By Matthew Henry in Las Vegas

LAS VEGAS: Pioneer will unveil the latest in its ongoing Project Kuro development line at the opening day of CES tomorrow – a working plasma prototype less than one centimetre thick, or less than the thickness of your pinky finger.

With LCD manufactures such as Sharp and Hitachi promoting new LCD televisions at around three centimetres thick, Pioneer took the opportunity to show what its favoured technology, plasma, could offer.

While the Japanese manufacturer has not announced a timeframe for launch, it confirmed that the slim 50-inch panel will not be launched when it upgrades its current eight-generation Kuro panels with the new ninth-generation models later this year.

The prototype will go on display tomorrow when CES 2008 officially opens.

Pioneer claimed the thin panel is a vindication of its choice to pursue plasma technology development in the face of LCD’s rise in popularity.

“[The plasma] is thinner than your pinky finger and is even thinner than last month’s issue of Wired magazine,” Pioneer USA marketing and product planning assistant vice president, Ross Johnston, said to a hall packed with journalists and bloggers.

Pioneer also demonstrated its latest car audio and navigation developments including the latest AVIC portable navigation system and in-car audio speaker cone technology made from basalt rock.

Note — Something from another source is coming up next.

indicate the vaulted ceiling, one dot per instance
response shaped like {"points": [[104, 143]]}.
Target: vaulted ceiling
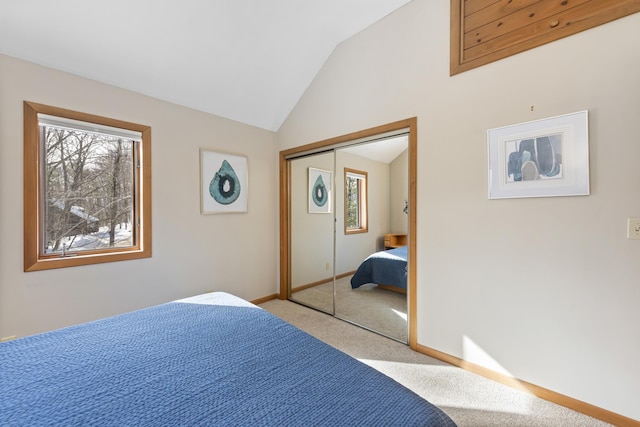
{"points": [[246, 60]]}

The new AVIC F500BT, which will be referred to as the AVIC-LINC, offers similar functionality to its premium built-in navigation units in a portable device.

The unit features voice activated control for commands such as voice calls and provides connectivity for multiple devices through Bluetooth and other connections.

The company’s new car speakers are made from woven basalt rock fibres, which the company claims are stiff, light and more durable than conventional speaker cone materials such as paper.

“You can say, ‘for the first time the rock beats the paper’,” said Pioneer mobile entertainment marketing and product planning division vice president, Larry Rougas, in reference to the rock/scissors/paper game. The tagline ‘rock beats paper’ will appear in promotional materials for the new speakers.